Das kosmopolitische Europa wartet. Lesenotiz zu Dieter Gosewinkels „Schutz und Freiheit?“ (Suhrkamp 2016).

Dieter Gosewinkel: Schutz und Freiheit? Staatsbürgerschaft in Europa im 20. und 21. Jahrhundert, Berlin: Suhrkamp 2016.

 

Buch der Stunde?

„Staatsbürgerschaft in Europa im 20. und 21. Jahrhundert“ ist ein präziser Untertitel für ein Werk, dessen Haupttitel etwas ratlos machen mag. Denn unter einem mit Fragezeichen versehenen Titel wie Schutz und Freiheit? das Konzept der Staatsbürgerschaft zu erörtern, wird erst verständlich, wenn man die Ausgangsthese des Berliner Historikers Dieter Gosewinkel teilt, dass es diese zwei Begriffe mit ideenhistorisch spannungsreicher Vorgeschichte waren, auf deren Verschmelzung mittels Staatsbürgerschaftskonzept zu Beginn des europäischen 20. Jahrhunderts allgemein gehofft wurde.

Die Staatsangehörigkeitsidee kann den legitimen Anspruch auf Schutz und Freiheit auf die formal verbindliche Mitgliedschaft in der Gemeinschaft der Staatsbürger begrenzen. Schlagartig ist damit der politische Charakter der Staatsbürgerschaft klar. Wer gehört dazu? Wer soll dazugehören und wer nicht? Im 19. Jahrhundert war etwa Karl Marx die preußische Staatsangehörigkeit entzogen und die britische verweigert worden – Marx starb als Staatenloser. Auch im Europa der Gegenwart ist die populistische Idee der Aberkennung von Staatsbürgerschaft längst auf die politische Bühne zurückgekehrt. Hannah Arendts Wir Flüchtlinge von 1943 ist brandaktuell neu aufgelegt worden. Vollends gegenwärtig auch wird das Thema, denkt man an asylpolitische Privilegien, die einem syrischen Pass zugeschrieben werden, respektive an die Motive Flüchtender, ihre Dokumente zu zerstören. Auch insofern ist Gosewinkels Werk schon als das Buch der Stunde verstanden worden. Doch ist es auch so gemeint?

 

Staatsbürgerschaftskonzept als „Sonde historischer Gesellschaftsanalyse“

Gosewinkel, der mit seiner vielbeachteten Habilitation Einbürgern und Ausschließen über die Nationalisierung der Staatsangehörigkeit hervortrat, beherrscht alle Dimensionen und Facetten seines schier unermesslichen Problemfelds virtuos. In insgesamt sechs Großkapiteln schreitet er das Thema ab. Von den imperialistischen Staatsbürgerschaftsverständnissen der Jahrhundertwende über deren nationalstaatliche Strukturierung im Ersten Weltkrieg, ihre Ethnisierung in der Zwischenkriegszeit, ihre rassistische Implosion in der Katastrophe des Zweiten Weltkriegs, ihre innenpolitische Politisierung im Kolonialismus, ihre Liberalisierung im zweifelhaft postnationalen Nachkriegseuropa und ihre transnationale Europäisierung in der jüngeren Vergangenheit verhandelt er die Materialfülle, die ihm seine sechs ausgesuchten Fälle in ihren wechselhaften Regimevarianten seit 1900 bieten: Großbritannien, Frankreich, Deutschland, Tschechoslowakei, Polen und Russland.

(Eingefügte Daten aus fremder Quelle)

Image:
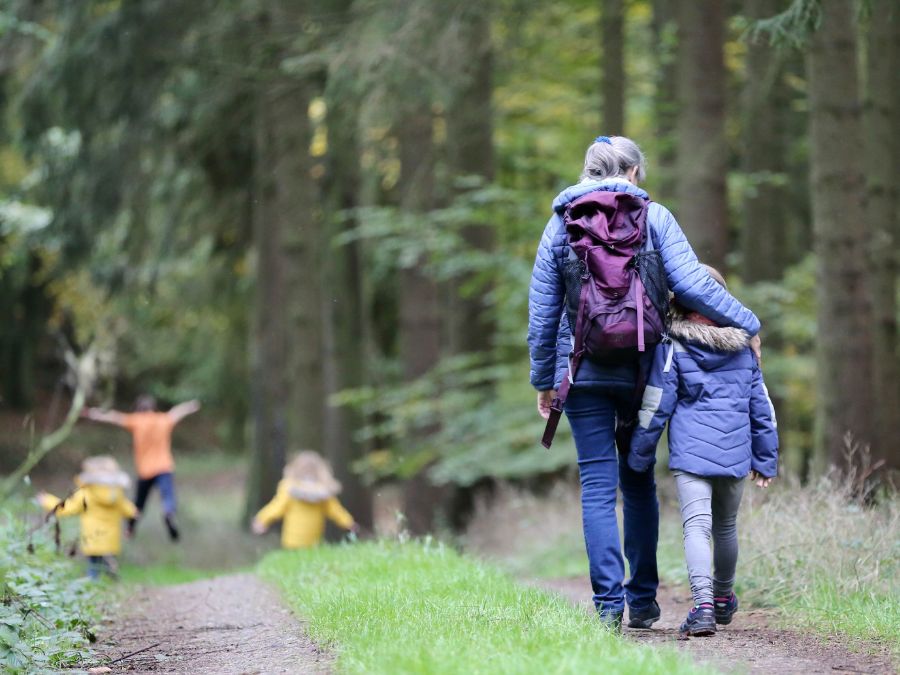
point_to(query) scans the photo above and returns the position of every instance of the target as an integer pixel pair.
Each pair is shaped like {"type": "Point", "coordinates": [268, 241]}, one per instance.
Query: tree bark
{"type": "Point", "coordinates": [844, 377]}
{"type": "Point", "coordinates": [288, 393]}
{"type": "Point", "coordinates": [766, 212]}
{"type": "Point", "coordinates": [702, 149]}
{"type": "Point", "coordinates": [882, 171]}
{"type": "Point", "coordinates": [665, 99]}
{"type": "Point", "coordinates": [420, 312]}
{"type": "Point", "coordinates": [470, 153]}
{"type": "Point", "coordinates": [612, 66]}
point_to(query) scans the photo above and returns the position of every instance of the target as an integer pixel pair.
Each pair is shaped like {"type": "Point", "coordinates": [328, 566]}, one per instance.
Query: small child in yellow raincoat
{"type": "Point", "coordinates": [306, 496]}
{"type": "Point", "coordinates": [100, 501]}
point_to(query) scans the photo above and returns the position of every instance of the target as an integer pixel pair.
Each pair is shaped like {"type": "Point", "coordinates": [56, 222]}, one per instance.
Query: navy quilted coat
{"type": "Point", "coordinates": [707, 385]}
{"type": "Point", "coordinates": [549, 337]}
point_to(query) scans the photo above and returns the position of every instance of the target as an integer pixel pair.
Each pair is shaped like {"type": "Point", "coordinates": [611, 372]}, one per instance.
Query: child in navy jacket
{"type": "Point", "coordinates": [707, 385]}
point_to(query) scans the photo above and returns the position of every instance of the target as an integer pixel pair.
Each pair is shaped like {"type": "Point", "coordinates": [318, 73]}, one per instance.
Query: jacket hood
{"type": "Point", "coordinates": [107, 495]}
{"type": "Point", "coordinates": [710, 346]}
{"type": "Point", "coordinates": [309, 491]}
{"type": "Point", "coordinates": [573, 192]}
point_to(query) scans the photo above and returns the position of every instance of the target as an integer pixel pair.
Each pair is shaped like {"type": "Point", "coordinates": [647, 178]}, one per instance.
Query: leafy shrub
{"type": "Point", "coordinates": [46, 607]}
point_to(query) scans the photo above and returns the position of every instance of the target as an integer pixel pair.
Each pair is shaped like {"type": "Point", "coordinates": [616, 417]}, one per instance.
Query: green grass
{"type": "Point", "coordinates": [387, 607]}
{"type": "Point", "coordinates": [861, 615]}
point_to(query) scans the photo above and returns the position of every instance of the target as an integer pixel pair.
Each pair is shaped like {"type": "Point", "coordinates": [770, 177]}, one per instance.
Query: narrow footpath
{"type": "Point", "coordinates": [751, 643]}
{"type": "Point", "coordinates": [228, 624]}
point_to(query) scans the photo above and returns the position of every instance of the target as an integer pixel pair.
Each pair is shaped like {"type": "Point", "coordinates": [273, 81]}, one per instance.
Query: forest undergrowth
{"type": "Point", "coordinates": [48, 609]}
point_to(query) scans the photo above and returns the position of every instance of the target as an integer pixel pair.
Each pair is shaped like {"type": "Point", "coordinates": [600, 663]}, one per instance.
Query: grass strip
{"type": "Point", "coordinates": [420, 607]}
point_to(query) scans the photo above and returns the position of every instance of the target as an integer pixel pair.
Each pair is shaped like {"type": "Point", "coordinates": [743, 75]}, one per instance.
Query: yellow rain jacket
{"type": "Point", "coordinates": [102, 508]}
{"type": "Point", "coordinates": [304, 514]}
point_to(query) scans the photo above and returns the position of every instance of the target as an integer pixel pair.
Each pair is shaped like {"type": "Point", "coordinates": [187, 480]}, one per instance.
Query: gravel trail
{"type": "Point", "coordinates": [228, 624]}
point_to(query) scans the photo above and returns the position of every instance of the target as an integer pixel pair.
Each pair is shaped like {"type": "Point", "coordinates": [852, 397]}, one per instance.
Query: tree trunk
{"type": "Point", "coordinates": [288, 392]}
{"type": "Point", "coordinates": [344, 327]}
{"type": "Point", "coordinates": [469, 321]}
{"type": "Point", "coordinates": [470, 152]}
{"type": "Point", "coordinates": [612, 66]}
{"type": "Point", "coordinates": [420, 313]}
{"type": "Point", "coordinates": [665, 99]}
{"type": "Point", "coordinates": [766, 209]}
{"type": "Point", "coordinates": [844, 377]}
{"type": "Point", "coordinates": [702, 149]}
{"type": "Point", "coordinates": [882, 171]}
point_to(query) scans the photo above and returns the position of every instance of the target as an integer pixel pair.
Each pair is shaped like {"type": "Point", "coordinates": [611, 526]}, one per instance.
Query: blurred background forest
{"type": "Point", "coordinates": [320, 218]}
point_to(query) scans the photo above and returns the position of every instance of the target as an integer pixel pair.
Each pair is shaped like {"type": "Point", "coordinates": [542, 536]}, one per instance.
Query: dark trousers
{"type": "Point", "coordinates": [592, 417]}
{"type": "Point", "coordinates": [98, 564]}
{"type": "Point", "coordinates": [166, 485]}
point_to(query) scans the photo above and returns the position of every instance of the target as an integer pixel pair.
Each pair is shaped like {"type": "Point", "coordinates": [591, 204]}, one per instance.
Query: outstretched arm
{"type": "Point", "coordinates": [182, 410]}
{"type": "Point", "coordinates": [545, 306]}
{"type": "Point", "coordinates": [105, 416]}
{"type": "Point", "coordinates": [691, 283]}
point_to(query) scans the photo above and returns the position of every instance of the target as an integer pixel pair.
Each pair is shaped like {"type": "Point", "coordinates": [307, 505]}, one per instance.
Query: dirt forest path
{"type": "Point", "coordinates": [751, 643]}
{"type": "Point", "coordinates": [228, 624]}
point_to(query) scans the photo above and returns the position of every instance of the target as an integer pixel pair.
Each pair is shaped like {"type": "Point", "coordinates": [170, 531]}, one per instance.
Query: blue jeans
{"type": "Point", "coordinates": [166, 484]}
{"type": "Point", "coordinates": [592, 417]}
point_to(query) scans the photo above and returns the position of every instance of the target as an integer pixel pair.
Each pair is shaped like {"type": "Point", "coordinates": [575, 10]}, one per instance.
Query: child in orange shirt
{"type": "Point", "coordinates": [151, 432]}
{"type": "Point", "coordinates": [306, 496]}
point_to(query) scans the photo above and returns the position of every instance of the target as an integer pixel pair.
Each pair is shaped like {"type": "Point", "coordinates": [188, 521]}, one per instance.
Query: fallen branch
{"type": "Point", "coordinates": [139, 651]}
{"type": "Point", "coordinates": [54, 439]}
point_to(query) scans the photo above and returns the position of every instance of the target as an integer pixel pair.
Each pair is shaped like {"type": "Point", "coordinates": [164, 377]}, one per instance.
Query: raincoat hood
{"type": "Point", "coordinates": [309, 491]}
{"type": "Point", "coordinates": [102, 470]}
{"type": "Point", "coordinates": [105, 495]}
{"type": "Point", "coordinates": [573, 192]}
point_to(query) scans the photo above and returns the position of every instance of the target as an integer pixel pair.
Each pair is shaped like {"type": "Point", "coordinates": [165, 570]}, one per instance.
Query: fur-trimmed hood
{"type": "Point", "coordinates": [709, 346]}
{"type": "Point", "coordinates": [714, 337]}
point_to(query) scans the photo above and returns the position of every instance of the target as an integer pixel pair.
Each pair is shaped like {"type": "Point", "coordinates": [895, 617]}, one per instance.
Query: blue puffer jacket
{"type": "Point", "coordinates": [549, 338]}
{"type": "Point", "coordinates": [707, 384]}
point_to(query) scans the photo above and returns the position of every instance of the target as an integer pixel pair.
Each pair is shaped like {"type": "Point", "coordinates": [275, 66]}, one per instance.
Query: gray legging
{"type": "Point", "coordinates": [709, 506]}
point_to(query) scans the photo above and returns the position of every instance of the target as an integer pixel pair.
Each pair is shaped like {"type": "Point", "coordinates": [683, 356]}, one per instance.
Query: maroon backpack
{"type": "Point", "coordinates": [616, 292]}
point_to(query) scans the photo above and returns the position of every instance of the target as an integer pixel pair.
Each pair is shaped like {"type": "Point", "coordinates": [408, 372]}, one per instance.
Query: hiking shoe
{"type": "Point", "coordinates": [644, 617]}
{"type": "Point", "coordinates": [725, 609]}
{"type": "Point", "coordinates": [172, 528]}
{"type": "Point", "coordinates": [612, 621]}
{"type": "Point", "coordinates": [699, 622]}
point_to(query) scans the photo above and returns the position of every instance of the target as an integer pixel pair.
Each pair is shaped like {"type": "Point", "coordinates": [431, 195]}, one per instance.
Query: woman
{"type": "Point", "coordinates": [614, 164]}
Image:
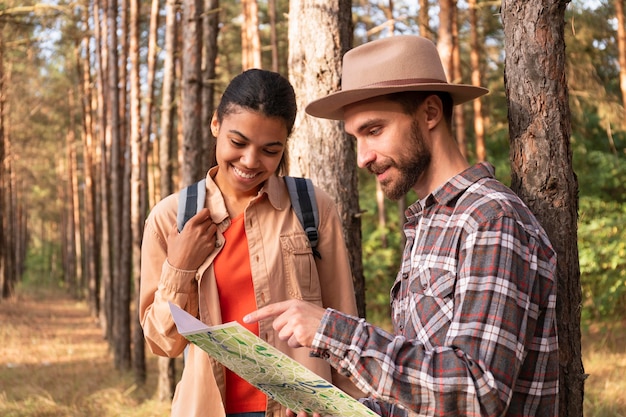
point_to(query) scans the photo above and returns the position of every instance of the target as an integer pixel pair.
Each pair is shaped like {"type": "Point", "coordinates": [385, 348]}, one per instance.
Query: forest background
{"type": "Point", "coordinates": [57, 63]}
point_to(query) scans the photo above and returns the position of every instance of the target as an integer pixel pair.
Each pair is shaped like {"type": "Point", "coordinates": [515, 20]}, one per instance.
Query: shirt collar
{"type": "Point", "coordinates": [453, 187]}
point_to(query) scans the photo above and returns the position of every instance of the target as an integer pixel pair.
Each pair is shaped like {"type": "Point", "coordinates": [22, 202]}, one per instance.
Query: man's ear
{"type": "Point", "coordinates": [434, 110]}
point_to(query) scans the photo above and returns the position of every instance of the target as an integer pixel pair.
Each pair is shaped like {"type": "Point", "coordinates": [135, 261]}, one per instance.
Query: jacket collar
{"type": "Point", "coordinates": [274, 190]}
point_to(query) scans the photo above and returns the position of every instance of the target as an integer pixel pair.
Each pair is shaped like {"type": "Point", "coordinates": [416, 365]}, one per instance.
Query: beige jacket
{"type": "Point", "coordinates": [283, 267]}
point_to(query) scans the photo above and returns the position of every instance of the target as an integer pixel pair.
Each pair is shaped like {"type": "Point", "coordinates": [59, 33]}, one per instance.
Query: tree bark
{"type": "Point", "coordinates": [123, 250]}
{"type": "Point", "coordinates": [318, 148]}
{"type": "Point", "coordinates": [424, 20]}
{"type": "Point", "coordinates": [90, 238]}
{"type": "Point", "coordinates": [250, 40]}
{"type": "Point", "coordinates": [621, 47]}
{"type": "Point", "coordinates": [136, 215]}
{"type": "Point", "coordinates": [166, 140]}
{"type": "Point", "coordinates": [457, 77]}
{"type": "Point", "coordinates": [475, 53]}
{"type": "Point", "coordinates": [211, 30]}
{"type": "Point", "coordinates": [541, 162]}
{"type": "Point", "coordinates": [192, 168]}
{"type": "Point", "coordinates": [167, 366]}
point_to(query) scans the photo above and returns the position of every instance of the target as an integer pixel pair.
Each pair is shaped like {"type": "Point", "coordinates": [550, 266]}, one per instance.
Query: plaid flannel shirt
{"type": "Point", "coordinates": [473, 309]}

Das Konzept der Staatsbürgerschaft dient dabei als „Sonde historischer Gesellschaftsanalyse“, als ein „Leitfaden“, der durch teils starke Thesen führen soll, etwa die, dass die verbreitete Unterscheidung zwischen dem territorialen, tendenziell assimilationsfreundlichen Staatsbürgerschaftskonzept und dem eher ethnisch-kulturell konnotierten Exklusionsmodell nicht hilfreich sei. Großer Stellenwert gebührt überdies Gosewinkels  irritierender Darlegung, nach der kein West-Ost-Gefälle zwischen einem staatsbürgerschaftlich offenen West- und einem eher intoleranten Osteuropa besteht.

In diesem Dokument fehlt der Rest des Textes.